Gadis bernama Jennie menarik paksa rambut Valeri. Mengabaikan gadis mungil itu menjerit kesakitan. Lalu ia menghempas tubuh mungil itu ke dalam gudang. Menguncinya di sana.

Namun siapa sangka, baru saja mereka bertiga selesai mengunci gudang dan berbalik, Jeffrey sudah ada di belakang mereka. Berdiri santai sembari mengantongi kedua tangan. Di mulutnya tersemat sebutir lolipop.

"Buka pintunya." Ia memerintah dengan suara tenang tanpa beban.

"Oh, Jeff... Maukah kau pulang bersamaku?" Jennie merangkul lengan Jeffrey. Sementara dua temannya yang lain saling membisikkan ketakutannya masing-masing.

"Kubilang, buka pintunya." Jeffrey mengulangi ucapannya. Namun kini dengan nada yang lebih dingin dari sebelumnya.

"Kenapa? Lebih baik kau ke rumahku saja." Jennie membelai pipi Jeffrey dengan telunjuknya. Membuat pemuda itu risih dan menepis tangannya.
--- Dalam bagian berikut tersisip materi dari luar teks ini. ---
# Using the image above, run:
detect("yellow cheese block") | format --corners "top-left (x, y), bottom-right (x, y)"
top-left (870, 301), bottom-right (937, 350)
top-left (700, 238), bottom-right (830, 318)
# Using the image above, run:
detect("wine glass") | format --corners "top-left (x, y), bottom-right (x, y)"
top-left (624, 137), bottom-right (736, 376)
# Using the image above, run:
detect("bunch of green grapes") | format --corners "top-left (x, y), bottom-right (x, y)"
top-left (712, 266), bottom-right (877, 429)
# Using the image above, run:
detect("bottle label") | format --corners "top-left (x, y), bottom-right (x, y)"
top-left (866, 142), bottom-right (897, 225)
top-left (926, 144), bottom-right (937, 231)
"Berikan kuncinya padaku." Jeffrey merampas kunci yang sedari tadi digenggam oleh gadis lainnya. Jennie masih tidak gentar, menarik-narik lengan Jeffrey agar menjauhi pintu gudang namun justru ia sendiri yang terpelanting, jatuh tersungkur di lantai karena Jeffrey mendorongnya.

"Pergilah sebelum aku menghancurkan wajah cantik kalian."
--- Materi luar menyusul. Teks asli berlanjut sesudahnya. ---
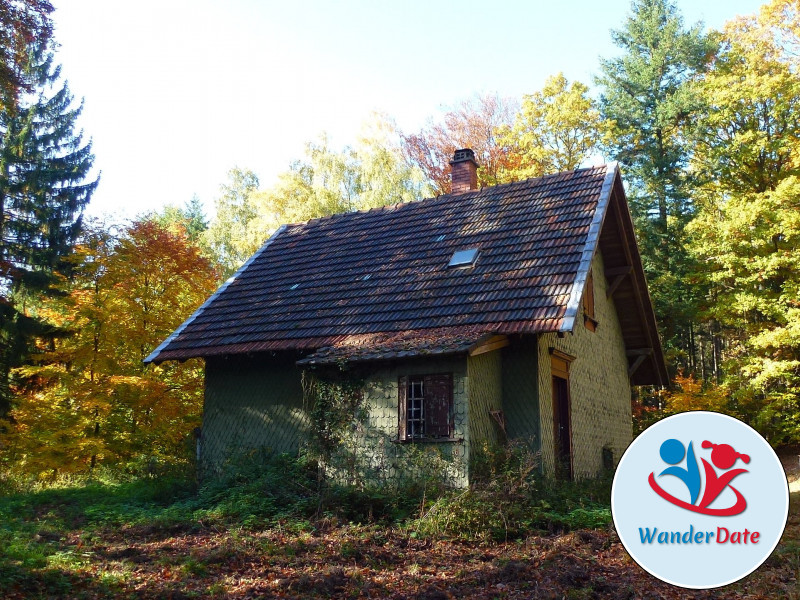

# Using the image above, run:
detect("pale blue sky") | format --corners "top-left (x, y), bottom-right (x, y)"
top-left (54, 0), bottom-right (761, 217)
Mendengar ancaman Jeffrey membuat Jennie merengut sebal. Dua temannya yang lain membantunya berdiri untuk segera menjauhi Jeffrey, sementara ia sendiri meronta tak terima. Ayolah, Jeffrey itu bukan hanya tampan, namun juga terkenal dengan pukulannya karena gelar sabuk hitam yang disandangnya. Gadis-gadis centil seperti mereka mana berani menentangnya?

***

Valeri masih menunduk, memegangi kepalanya yang terasa pening. Lututnya juga perih, terluka akibat menghantam lantai barusan.

"Ck! Darah ini akan sia-sia," desisnya getir melihat tetesan darah mengalir dari kulitnya yang robek.
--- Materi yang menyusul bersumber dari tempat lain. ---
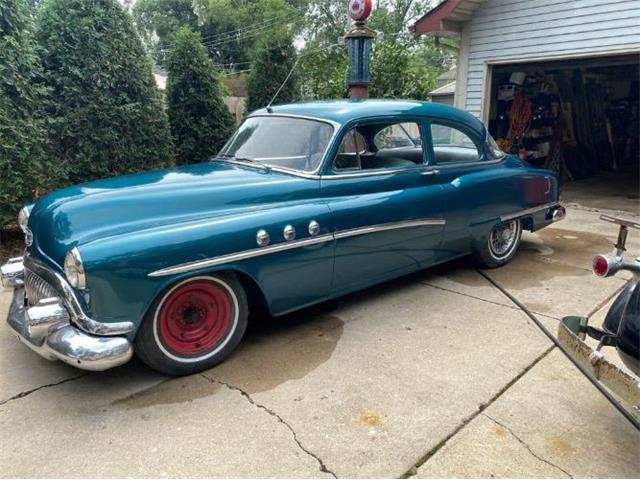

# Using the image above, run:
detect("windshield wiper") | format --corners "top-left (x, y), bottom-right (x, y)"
top-left (213, 153), bottom-right (271, 172)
Suara pintu yang terbuka menginterupsi. Membuat Valeri mendongak. Hatinya terasa lega melihat Jeffrey berdiri disana, melangkah mendekatinya lalu berlutut di hadapannya. Pemuda yang manis.

"Kau baik-baik saja?" Surai kelam Valeri yang berantakan perlahan disisir menggunakan jemari oleh Jeffrey. Sungguh, Valeri ingin menangis.

Bukan, bukan karena perundungan tadi adalah perkara berat. Itu hanya soal ringan yang sama sekali tidak ia takuti. Hanya saja, ia sempat berharap bahwa Luke akan datang untuknya. Bahwa Luke yang akan kembali menjadi pahlawannya. Tanpa pamrih, tanpa perjanjian, tanpa imbalan seteguk darah.

Andai Luke adalah manusia biasa seperti Jeffrey. Andai Luke bisa ia cintai tanpa luka yang mengancam di kemudian hari.

Ah, seandainya Loey manusia biasa seperti Lucas.